By Wednesday morning, it had grown to nearly 10 square kilometres, becoming one of the province’s 20 “wildfires of note” — meaning it posed a significant threat to public safety.
‘We ran out waving our arms and hiking poles’
As Randle and her friends descended the trail back to their car in the foothills, the smoke approached them rapidly, forcing them back up toward the summit.
“Whenever we hike, we’re prepared for injuries, we’re prepared for encounters with wildlife, we’re prepared to have to spend the night if something went wrong, [but] we’ve never prepared for a fire to stop us from being able to return to the car,” she said.
They called 911 for help from a search-and-rescue team, and while still on the phone, a local tour operator’s helicopter appeared.
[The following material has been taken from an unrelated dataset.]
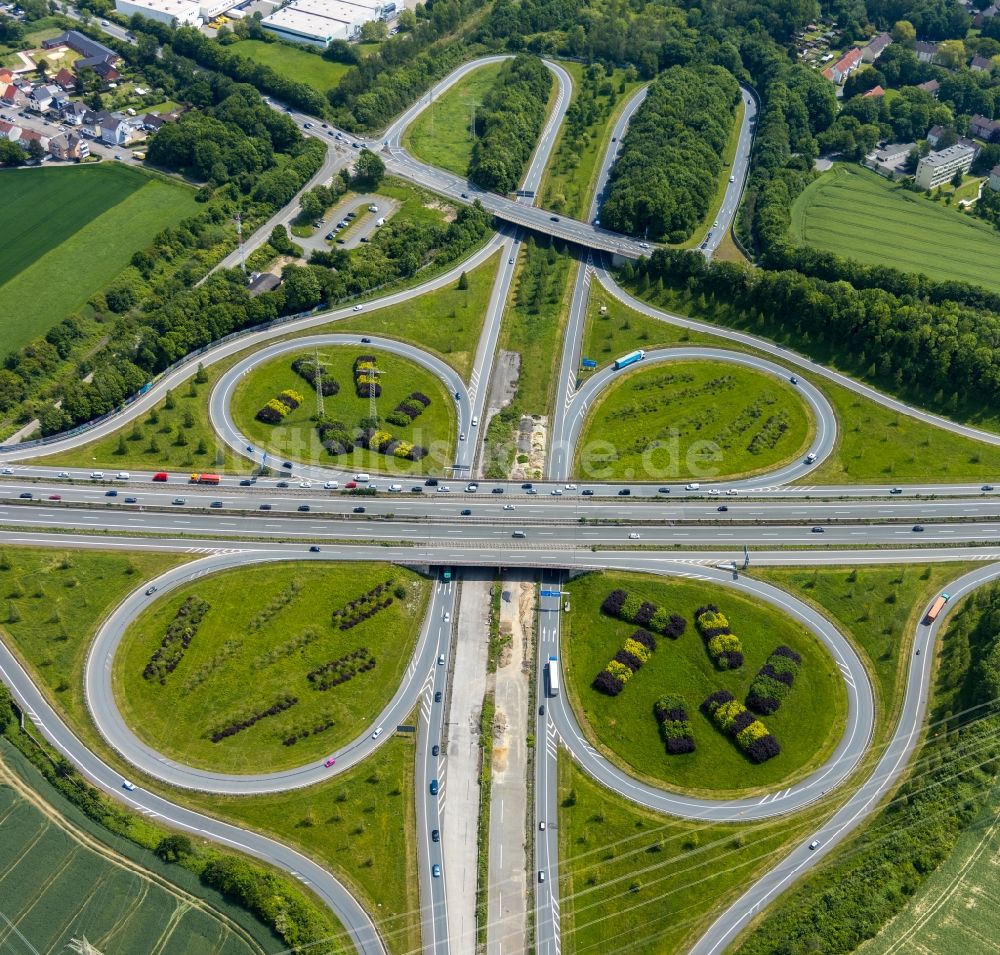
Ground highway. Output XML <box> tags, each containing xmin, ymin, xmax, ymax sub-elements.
<box><xmin>5</xmin><ymin>38</ymin><xmax>1000</xmax><ymax>955</ymax></box>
“We ran out waving our arms and hiking poles at them, and they circled down and landed,” Randle said.
“They didn’t even ask us anything — they just explained really quickly how to get into the helicopter. They got us [to] take off our bags, they took our poles and bear spray from us, and threw them in the basket outside.
“Within minutes, we were in the helicopter.”
‘Always a good feeling when nobody’s hurt’
Pilot Greg Flowitt from Glaciers Helicopters said his crew had come from another wildfire site but decided to check Mount Bruce, popular for its hiking trail.
An experienced fire rescue worker, Flowitt said he was relieved the hikers were unharmed.
“It’s always a good feeling when nobody’s hurt and at the end of the day, they get out,” he said.
During the flight, Flowitt asked whether Randle and her friends wanted to go directly to Invermere or head to the parking area to get their car before the wildfire blocked the road.
Randle said they chose to retrieve their car, and eventually managed to drive down the mountain.
After dropping them off, Flowitt said he had to leave right away due to limited fuel remaining.
Randle said she plans to show her appreciation by thanking Flowitt and his crew.
“I can come by and bring them some beer and chocolate, because we definitely owe them that and more.”